Adam K. Charnley; Máire A. Convery; Ami Lakdawala Shah; Emma Jones; Philip Hardwicke; Angela Bridges; Michael Ouellette; Rachel Totoritis; Benjamin Schwartz; Bryan W. King; David D. Wisnoski; James Kang; Patrick M. Eidam; Bartholomew J. Votta; Peter J. Gough; Robert W. Marquis; John Bertin; Linda Casillas
Bioorg. Med. Chem., 2015, 23(21), 7000-6
https://doi.org/10.1016/j.bmc.2015.09.038

Abstract

Receptor interacting protein 2 (RIP2) is an intracellular kinase and key signaling partner for the pattern recognition receptors NOD1 and NOD2 (nucleotide-binding oligomerization domain-containing proteins 1 and 2). As such, RIP2 represents an attractive target to probe the role of these pathways in disease.
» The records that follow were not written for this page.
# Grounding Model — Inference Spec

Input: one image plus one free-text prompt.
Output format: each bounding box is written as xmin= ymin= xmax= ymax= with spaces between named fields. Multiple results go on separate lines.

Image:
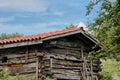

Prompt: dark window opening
xmin=2 ymin=57 xmax=8 ymax=63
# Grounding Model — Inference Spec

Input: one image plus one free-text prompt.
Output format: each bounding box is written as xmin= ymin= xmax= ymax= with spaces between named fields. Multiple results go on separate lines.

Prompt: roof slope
xmin=0 ymin=27 xmax=83 ymax=45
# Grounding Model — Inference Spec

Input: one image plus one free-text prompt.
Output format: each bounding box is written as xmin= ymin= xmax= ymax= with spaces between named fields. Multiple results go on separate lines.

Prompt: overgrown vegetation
xmin=0 ymin=32 xmax=23 ymax=40
xmin=87 ymin=0 xmax=120 ymax=80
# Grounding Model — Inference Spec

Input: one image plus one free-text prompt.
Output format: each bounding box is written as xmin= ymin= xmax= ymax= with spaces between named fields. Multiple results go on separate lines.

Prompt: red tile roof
xmin=0 ymin=27 xmax=83 ymax=45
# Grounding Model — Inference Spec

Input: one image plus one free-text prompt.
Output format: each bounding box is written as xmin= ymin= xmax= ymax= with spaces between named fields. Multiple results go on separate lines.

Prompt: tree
xmin=0 ymin=32 xmax=23 ymax=40
xmin=66 ymin=24 xmax=77 ymax=29
xmin=86 ymin=0 xmax=120 ymax=60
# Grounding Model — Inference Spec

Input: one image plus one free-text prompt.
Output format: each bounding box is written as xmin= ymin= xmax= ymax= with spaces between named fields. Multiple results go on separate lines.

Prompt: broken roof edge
xmin=0 ymin=27 xmax=96 ymax=49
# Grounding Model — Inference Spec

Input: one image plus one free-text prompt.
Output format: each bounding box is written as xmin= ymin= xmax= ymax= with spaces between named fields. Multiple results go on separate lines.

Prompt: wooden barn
xmin=0 ymin=27 xmax=100 ymax=80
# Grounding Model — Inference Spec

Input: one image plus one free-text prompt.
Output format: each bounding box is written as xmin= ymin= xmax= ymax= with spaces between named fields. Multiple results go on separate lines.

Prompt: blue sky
xmin=0 ymin=0 xmax=99 ymax=35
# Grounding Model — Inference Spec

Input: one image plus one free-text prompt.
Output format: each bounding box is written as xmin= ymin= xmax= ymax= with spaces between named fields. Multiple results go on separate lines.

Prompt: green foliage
xmin=101 ymin=59 xmax=120 ymax=80
xmin=87 ymin=0 xmax=120 ymax=60
xmin=0 ymin=33 xmax=23 ymax=40
xmin=101 ymin=72 xmax=113 ymax=80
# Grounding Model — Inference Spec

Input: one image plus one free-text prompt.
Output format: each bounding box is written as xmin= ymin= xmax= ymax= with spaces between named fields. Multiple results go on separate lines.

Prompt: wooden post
xmin=81 ymin=46 xmax=86 ymax=80
xmin=35 ymin=49 xmax=39 ymax=80
xmin=90 ymin=60 xmax=93 ymax=80
xmin=25 ymin=48 xmax=29 ymax=63
xmin=36 ymin=57 xmax=39 ymax=80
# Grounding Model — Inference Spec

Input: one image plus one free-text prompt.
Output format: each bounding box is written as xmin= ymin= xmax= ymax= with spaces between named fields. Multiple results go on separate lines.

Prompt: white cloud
xmin=0 ymin=0 xmax=46 ymax=12
xmin=0 ymin=16 xmax=15 ymax=23
xmin=0 ymin=22 xmax=68 ymax=35
xmin=78 ymin=22 xmax=88 ymax=30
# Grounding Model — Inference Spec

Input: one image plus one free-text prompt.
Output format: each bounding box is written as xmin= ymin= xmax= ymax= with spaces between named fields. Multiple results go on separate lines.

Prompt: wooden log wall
xmin=0 ymin=38 xmax=100 ymax=80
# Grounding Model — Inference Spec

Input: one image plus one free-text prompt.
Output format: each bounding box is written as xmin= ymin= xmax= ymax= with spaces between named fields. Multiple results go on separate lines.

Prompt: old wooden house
xmin=0 ymin=27 xmax=100 ymax=80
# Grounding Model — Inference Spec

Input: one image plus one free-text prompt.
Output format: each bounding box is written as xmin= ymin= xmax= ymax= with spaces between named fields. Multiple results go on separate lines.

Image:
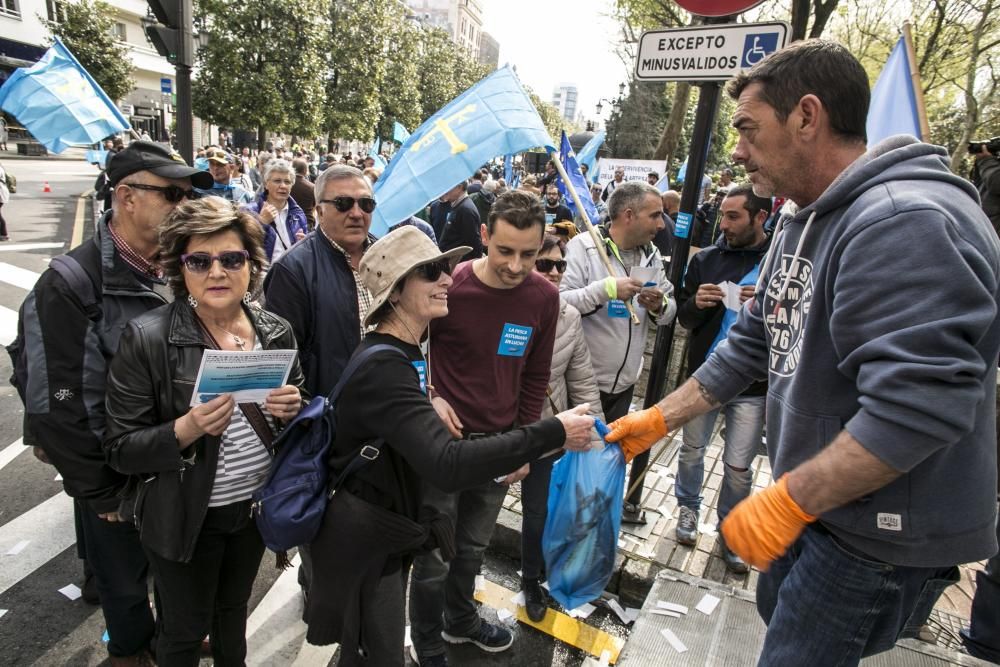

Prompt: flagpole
xmin=903 ymin=21 xmax=931 ymax=141
xmin=549 ymin=149 xmax=639 ymax=324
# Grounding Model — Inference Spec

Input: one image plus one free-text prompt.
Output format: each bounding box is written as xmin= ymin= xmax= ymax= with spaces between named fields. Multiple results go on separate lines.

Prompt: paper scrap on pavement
xmin=660 ymin=628 xmax=687 ymax=653
xmin=566 ymin=602 xmax=597 ymax=618
xmin=719 ymin=280 xmax=743 ymax=310
xmin=695 ymin=593 xmax=722 ymax=616
xmin=656 ymin=600 xmax=687 ymax=614
xmin=59 ymin=584 xmax=82 ymax=600
xmin=7 ymin=540 xmax=31 ymax=556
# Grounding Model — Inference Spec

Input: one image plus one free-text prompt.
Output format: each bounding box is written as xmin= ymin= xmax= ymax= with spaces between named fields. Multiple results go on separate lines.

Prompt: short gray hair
xmin=314 ymin=164 xmax=372 ymax=204
xmin=608 ymin=181 xmax=660 ymax=220
xmin=261 ymin=158 xmax=295 ymax=187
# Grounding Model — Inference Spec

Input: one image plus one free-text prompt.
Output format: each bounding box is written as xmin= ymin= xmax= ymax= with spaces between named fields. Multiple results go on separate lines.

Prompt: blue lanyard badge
xmin=608 ymin=299 xmax=628 ymax=317
xmin=410 ymin=361 xmax=427 ymax=394
xmin=497 ymin=322 xmax=532 ymax=357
In an effort to design potent and selective inhibitors of RIP2 we established a crystallographic system and determined the structure of the RIP2 kinase domain in an apo form and also in complex with multiple inhibitors including AMP-PCP (b,c-Methyleneadenosine 50-triphosphate, a non-hydrolysable adenosine triphosphate mimic) and structurally diverse ATP competitive chemotypes identified via a high-throughput screening campaign. These structures represent the first set of diverse RIP2-inhibitor co-crystal structures and demonstrate that the protein possesses the ability to adopt multiple DFG-in as well as DFG-out and C-helix out conformations. These structures reveal key protein–inhibitor structural insights and serve as the foundation for establishing a robust structure-based drug design effort to identify bothpotent and highly selective inhibitors of RIP2 kinase.